Materials and methods: Stem cell culture was performed under normoxic (O₂: 21%) and hypoxic conditions by incubating the cells for 48 hours in a low oxygen tension chamber consisting of 95% N₂, 5% CO₂, and 1% O₂. Thirty male Wistar rats were divided into four groups: two groups of control and two groups of treatment. A single dose of 15 Gy radiation was provided to the ventral region of the neck in all treatment groups, damaging the salivary glands. BM-MSCs transplantation was performed in the treatment groups for normoxia and hypoxia 24-hour postradiation.

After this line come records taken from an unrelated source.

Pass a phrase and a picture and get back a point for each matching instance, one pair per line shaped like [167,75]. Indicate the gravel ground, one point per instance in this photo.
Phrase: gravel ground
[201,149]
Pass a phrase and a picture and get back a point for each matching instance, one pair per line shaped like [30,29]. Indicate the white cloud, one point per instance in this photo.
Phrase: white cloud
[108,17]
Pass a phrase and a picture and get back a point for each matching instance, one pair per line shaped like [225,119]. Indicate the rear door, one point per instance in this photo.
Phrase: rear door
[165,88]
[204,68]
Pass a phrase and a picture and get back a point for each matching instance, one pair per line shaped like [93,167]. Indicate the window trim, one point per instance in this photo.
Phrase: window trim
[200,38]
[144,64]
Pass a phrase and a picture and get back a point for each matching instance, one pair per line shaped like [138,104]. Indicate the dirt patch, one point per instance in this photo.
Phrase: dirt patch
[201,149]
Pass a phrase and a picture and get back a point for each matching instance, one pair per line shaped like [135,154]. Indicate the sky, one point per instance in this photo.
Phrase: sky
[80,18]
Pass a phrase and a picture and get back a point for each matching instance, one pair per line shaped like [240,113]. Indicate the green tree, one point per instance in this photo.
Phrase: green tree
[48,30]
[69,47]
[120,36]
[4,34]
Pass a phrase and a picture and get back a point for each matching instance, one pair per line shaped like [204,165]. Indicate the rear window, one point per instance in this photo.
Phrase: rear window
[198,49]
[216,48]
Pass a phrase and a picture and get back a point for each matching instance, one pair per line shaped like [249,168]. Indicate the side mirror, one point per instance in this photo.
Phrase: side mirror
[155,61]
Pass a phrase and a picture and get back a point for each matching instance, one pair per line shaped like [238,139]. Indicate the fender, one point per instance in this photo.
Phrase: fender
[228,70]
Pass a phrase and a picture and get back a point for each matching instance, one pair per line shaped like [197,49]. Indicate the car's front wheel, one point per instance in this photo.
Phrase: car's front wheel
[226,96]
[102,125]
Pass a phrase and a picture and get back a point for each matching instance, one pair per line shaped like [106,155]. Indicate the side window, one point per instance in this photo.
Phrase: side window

Statistical analysis: Statistical analysis was done using normality test, followed by MANOVA test (p < 0.05).

Results: There was a significant difference in the expression of binding SDF1-CXCR4, Bcl-2 (p < 0.05) and also the activity of the enzyme α-amylase in all groups of hypoxia.

Conclusion: BM-MSCs transplantation with hypoxic precondition increases the expression of binding SDF1-CXCR4, Bcl-2 that contributes to cell migration, cell survival, and cell differentiation.

Fig. 1

Comparison of CXCR4 (brown chromogen) expression between treatments. In the slide it appears that hypoxic group in acute conditions showed mainly CXCR4 expression ( A ) that was stronger than that in the normoxic group ( B ). Immunohistochemical staining, 400× magnification; Nikon H600L microscope; 300-megapixel camera DS Fi2.

Fig. 2

Microscopic images of BM-MSCs labeled using PKH 26. The green light in the image shows the distribution of labeled BM-MSCs. Hypoxic condition ( A ) , normoxic condition ( B ).

Fig. 3

Comparison of the expression of Bcl-2 (brown chromogen) between treatments. In the slide, it appears that groups with acute hypoxia ( A ) showed stronger Bcl-2 expression compared with those in the acute normoxic group ( B ) . Immunohistochemical staining, 400× magnification; Nikon H600L microscope; 300-megapixel camera DS Fi2.